1Therefore, my brothers, whom I love and long for, my joy and crown, stand firm thus in the Lord, my beloved. 2I entreat Euodia and I entreat Syntyche to agree in the Lord. 3Yes, I ask you also, true companion, help these women, who have labored side by side with me in the gospel together with Clement and the rest of my fellow workers, whose names are in the book of life. 4Rejoice in the Lord always; again I will say, Rejoice 5Let your reasonableness be known to everyone. The Lord is at hand; 6 do not be anxious about anything, but in everything by prayer and supplication with thanksgiving let your requests be made known to God. 7And the peace of God, which surpasses all understanding, will guard your hearts and your minds in Christ Jesus.  (Philippians 4:1-6 ESV)

A Closer Look at the Text

We tend to think that words like “rejoice” and “don’t be anxious” pertain to emotions. “Don’t be sad.” “Don’t worry about it.” But when we really are sad, or anxious, it doesn’t make sense for someone to tell us not to feel that way. Feelings just are. It’s difficult to “manage” feelings, especially feelings of sadness or anxiety. And when we do try to manage our feeling by toughing them out or by trying to ignore them, we are often frustrated.

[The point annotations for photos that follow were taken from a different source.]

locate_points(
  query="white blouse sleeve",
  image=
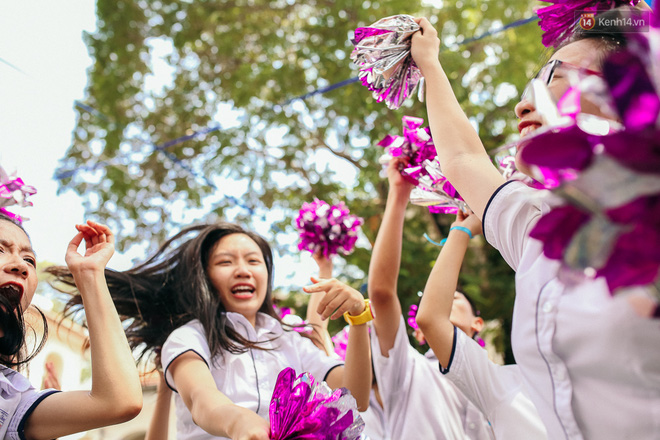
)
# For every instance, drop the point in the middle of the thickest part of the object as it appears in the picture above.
(393, 371)
(511, 213)
(496, 390)
(313, 359)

In my previous post, I discussed the emotional aspect of the word “rejoice.” This post focuses on the expression “don’t be anxious.” Both sound like the readers are being instructed to change or manage their feelings as such. But just as “rejoice” is more about focusing on the Gospel (and finding both relationship and meaning in the Gospel), the expression “don’t be anxious” is more about choosing what to be concerned about, than whether to be concerned.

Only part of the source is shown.